Part of President-elect Joe Biden’s plan to expand health insurance coverage for older Americans is lowering the Medicare eligibility age from 65 to 60.
The proposed change — which Biden said will aid early retirees, the unemployed and those who don’t have jobs with health benefits — has already received heavy pushback from the hospital and insurance industries, as well as from critics pointing to the nation’s $3 trillion deficit.
But 85% of Democrats and 69% of Republicans are in favor of lowering the Medicare age to as young as 50, according to a Kaiser Family Foundation poll.

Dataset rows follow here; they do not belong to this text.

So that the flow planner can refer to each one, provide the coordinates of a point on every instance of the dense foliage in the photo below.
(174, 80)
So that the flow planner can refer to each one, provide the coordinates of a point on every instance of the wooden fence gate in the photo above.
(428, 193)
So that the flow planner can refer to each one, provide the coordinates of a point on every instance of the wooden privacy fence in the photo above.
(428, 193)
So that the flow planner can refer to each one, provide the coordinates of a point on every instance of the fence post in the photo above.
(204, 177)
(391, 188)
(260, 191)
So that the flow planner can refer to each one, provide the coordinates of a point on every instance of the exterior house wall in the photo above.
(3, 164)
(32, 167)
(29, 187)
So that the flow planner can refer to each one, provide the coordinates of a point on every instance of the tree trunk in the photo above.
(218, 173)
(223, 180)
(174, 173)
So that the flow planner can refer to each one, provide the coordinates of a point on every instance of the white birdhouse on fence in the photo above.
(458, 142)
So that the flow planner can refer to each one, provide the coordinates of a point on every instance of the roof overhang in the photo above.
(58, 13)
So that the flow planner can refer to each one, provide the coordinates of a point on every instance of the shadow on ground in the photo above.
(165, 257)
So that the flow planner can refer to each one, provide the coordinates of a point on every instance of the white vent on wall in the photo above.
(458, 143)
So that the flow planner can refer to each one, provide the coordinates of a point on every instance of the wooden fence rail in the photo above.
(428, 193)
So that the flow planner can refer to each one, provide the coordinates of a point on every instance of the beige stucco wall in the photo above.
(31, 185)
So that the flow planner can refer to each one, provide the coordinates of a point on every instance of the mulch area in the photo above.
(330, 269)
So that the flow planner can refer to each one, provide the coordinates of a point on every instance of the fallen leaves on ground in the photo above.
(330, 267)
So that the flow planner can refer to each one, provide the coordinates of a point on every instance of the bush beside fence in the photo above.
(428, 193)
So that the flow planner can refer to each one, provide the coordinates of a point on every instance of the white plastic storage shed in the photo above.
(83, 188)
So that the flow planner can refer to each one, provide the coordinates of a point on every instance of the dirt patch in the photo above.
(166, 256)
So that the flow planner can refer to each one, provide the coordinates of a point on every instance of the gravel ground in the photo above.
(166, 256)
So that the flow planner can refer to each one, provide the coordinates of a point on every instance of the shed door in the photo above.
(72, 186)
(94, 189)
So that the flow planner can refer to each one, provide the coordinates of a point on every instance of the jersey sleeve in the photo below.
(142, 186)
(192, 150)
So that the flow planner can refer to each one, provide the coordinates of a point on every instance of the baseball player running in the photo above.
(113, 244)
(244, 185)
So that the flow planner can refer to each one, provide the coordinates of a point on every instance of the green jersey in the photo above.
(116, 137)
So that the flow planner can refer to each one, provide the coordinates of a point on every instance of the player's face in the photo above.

So if the proposal is popular, why would it be hard to pull off?
“It’s an idea worth exploring as with any proposal that can help insure and improve access to affordable coverage,” said Andrew Scholnick of AARP’s Government Affairs team. “Any time you have a population that can’t afford coverage or doesn’t have access to coverage, it presents a problem for society.”
Right now, Medicare covers over 60 million people, including those with certain disabilities. Biden’s expansion could add 23 million more under the program.
Medicare is a combination of plans, both federal and private. “Traditional” Medicare is federally run and includes Plans A, B and D, which cover hospital care, medical care and prescription drugs, respectively. Patients can choose any provider who accepts Medicare under this version.
The Medicare Advantage plan, Plan C, is the private insurance alternative. Private insurers bundle parts A, B and D into one plan with set providers.
“It’s a little patchy. It’s not awesome,” State of Connecticut Healthcare Advocate Ted Doolittle said. “But it’s still better than what came before.”
Doolittle said adding people under Medicare coverage would help the program financially, as that means more patients paying premiums. The 60-65 age bracket would also, generally, be composed of the cheapest patients because they’re the healthiest, meaning the risk pool would become healthier and cheaper to insure as well.
Medicare needs that monetary assistance badly, as its Hospital Insurance Trust Fund won’t have enough funds to cover all benefit costs beginning in 2024.
“It would considerably strengthen the program financially,” Doolittle said, adding that expanding Medicare would create more competition against job-based insurance.
Dr. Elizabeth Rocco, a retired ophthalmologist, agrees that younger patients would bolster Medicare financially, but said that expansion would encourage people to retire early and therefore shrink the workforce. She’s against lowering the age, except for in cases when an individual is too sick to work and get job-based insurance.
“I would rather see a fair minimum wage [and other incentives to keep people working],” Rocco explained.
Rocco continued that there’s disparities in care that should be addressed before Medicare is expanded. She saw it while practicing as a physician — rather than equal coverage, patients who could pay additional fees got better services than those who couldn’t afford them, primarily people of color, she said.
“I see this idea about people who have money getting better technology with Medicare as separating classes of people,” Rocco said.
Addressing the gaps is something Judith Stein, executive director of the Center for Medicare Advocacy, also said is crucial prior to lowering the eligibility age. “Traditional” Medicare and Medicare Advantage don’t have the same ease of enrollment, coverage and allocated resources per beneficiary, and Stein believes there should be an out-of-pocket cap added to “traditional” Medicare.
“We need to make sure that there’s complete parity between those two programs, which there isn’t now,” she said, stressing that the Biden administration needs to fully support the Elijah E. Cummings Lower Drug Costs Now Act, which would add the out-of-pocket cap, lower drug costs and direct resulting savings to adding oral, vision and audiology services.
Stein said it’s “too soon to tell” if all of this is even possible. The Democrats’ forthcoming majority in the Senate is slim, and though Biden’s incoming health secretary, California Attorney General Xavier Becerra, supports health care expansion, it’s unclear if he and the Democrats can overcome the hurdles.
Doolittle is more pessimistic. He thinks that the proposal is going to have to jump through too many hoops, like hospital lobbyists and drug companies.
“It’d be politically a very heavy lift,” Doolittle said. “Maybe we can have this conversation in four or eight years.”